Computational Spacetime
Data movement in a parallel machine is constrained by propagation delay. The propagation delay in a communication channel acts similarly as the constraint on the speed of light in spacetime. Think back to the model of a physical parallel machine being a fixed graph in space with communication channels connecting computational nodes. The channels of communication constrain the propagation directions for information exchange. To enable fine-grain parallelism assume that computation and communication are separate steps in a computational event. By doing so, we have created an efficient pipeline that hides the latency of the communication phase. We can now leverage the mental model of spacetime to argue about partial orders of computational events that might be able to effect each other.
We call this the computational spacetime of the machine. An operand cannot be delivered to a remote destination unless it falls inside the future cone of the computational spacetime outlined by the distance an operand can travel along the communication channels in some unit of time.
This constraint is shown in the following animation: a computational event can trigger dependent computations at a distance only through time. Just like traditional spacetime we call the edge of that wavefront the time horizon.
As designers, we have the option to try to compute more, thus taking more time and broaden the computational spacetime light cone and enable the exchange of information to nodes that are farther away. Increasing the computational complexity of the operation, for example by introducing a vector scale, or a matrix multiplication instruction. These coarse operators provide more time to send input operands. This will coarsen the computational graph and shorten the communication links.
Alternatively, we can also compute less, and organize the operands in space in such a way that they fall in the future cone of the computational event. That is the foundation of designing domain flow algorithms, and building fine-grain computational fabrics. The benefit of this approach is that communication bandwidth is distributed across the fabric and matches the computational throughput by design. Many signal processing and linear algebra operators can take advantage of this approach to remove the memory access bottleneck.
The traditional Single Program Multiple Data (SPMD) execution model is an example of the coarse approach, and real-time signal processing pipelines are an example of the fine-grain approach. Coarse-grain computational models provides scalability whereas fine-grain computational models provide low latency and energy-efficiency.
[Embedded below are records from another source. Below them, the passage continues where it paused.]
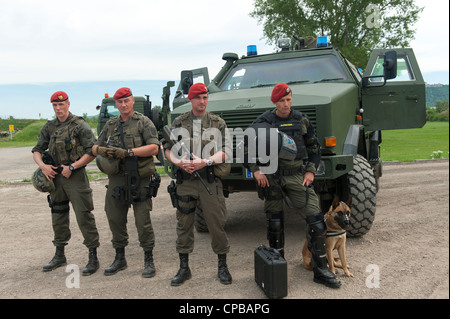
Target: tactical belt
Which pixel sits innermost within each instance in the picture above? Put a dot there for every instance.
(292, 171)
(206, 173)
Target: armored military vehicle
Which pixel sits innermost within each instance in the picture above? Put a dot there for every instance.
(348, 108)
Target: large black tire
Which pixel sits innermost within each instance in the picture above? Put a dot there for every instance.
(363, 190)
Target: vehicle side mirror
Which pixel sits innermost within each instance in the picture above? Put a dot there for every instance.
(390, 65)
(187, 79)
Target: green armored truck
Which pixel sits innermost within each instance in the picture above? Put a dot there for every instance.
(348, 108)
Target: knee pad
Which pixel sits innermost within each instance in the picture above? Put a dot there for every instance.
(275, 229)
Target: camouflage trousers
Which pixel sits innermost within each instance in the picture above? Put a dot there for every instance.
(214, 212)
(75, 190)
(117, 210)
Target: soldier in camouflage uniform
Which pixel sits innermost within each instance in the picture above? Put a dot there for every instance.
(69, 141)
(294, 179)
(189, 188)
(130, 137)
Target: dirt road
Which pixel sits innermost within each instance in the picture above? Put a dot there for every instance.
(405, 254)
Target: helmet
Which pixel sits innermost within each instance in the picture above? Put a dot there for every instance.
(41, 183)
(107, 165)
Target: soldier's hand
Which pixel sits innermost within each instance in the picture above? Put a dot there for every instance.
(112, 152)
(308, 179)
(261, 179)
(49, 171)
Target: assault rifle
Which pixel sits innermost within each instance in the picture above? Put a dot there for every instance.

Neither of these approaches is a panacea for parallel computation for the simple reason that different algorithms have different bottlenecks. Some are compute-bound, in which case the efficiency of computation will govern the optimal algorithm. And others are communication-bound, in which case the efficiency of information exchange is the deciding factor. Examples of communication-bound algorithms are matrix-vector multiply, sorting, and similar full information exchanges, such as, min/max and normalize. Sometimes, a few big compute nodes with big communication pipes is the best organization, and sometimes, a network of tightly-coupled fused multiply accumulate units is better. When you are looking for low-latency, energy-efficiency, smaller and parallel tends to be better.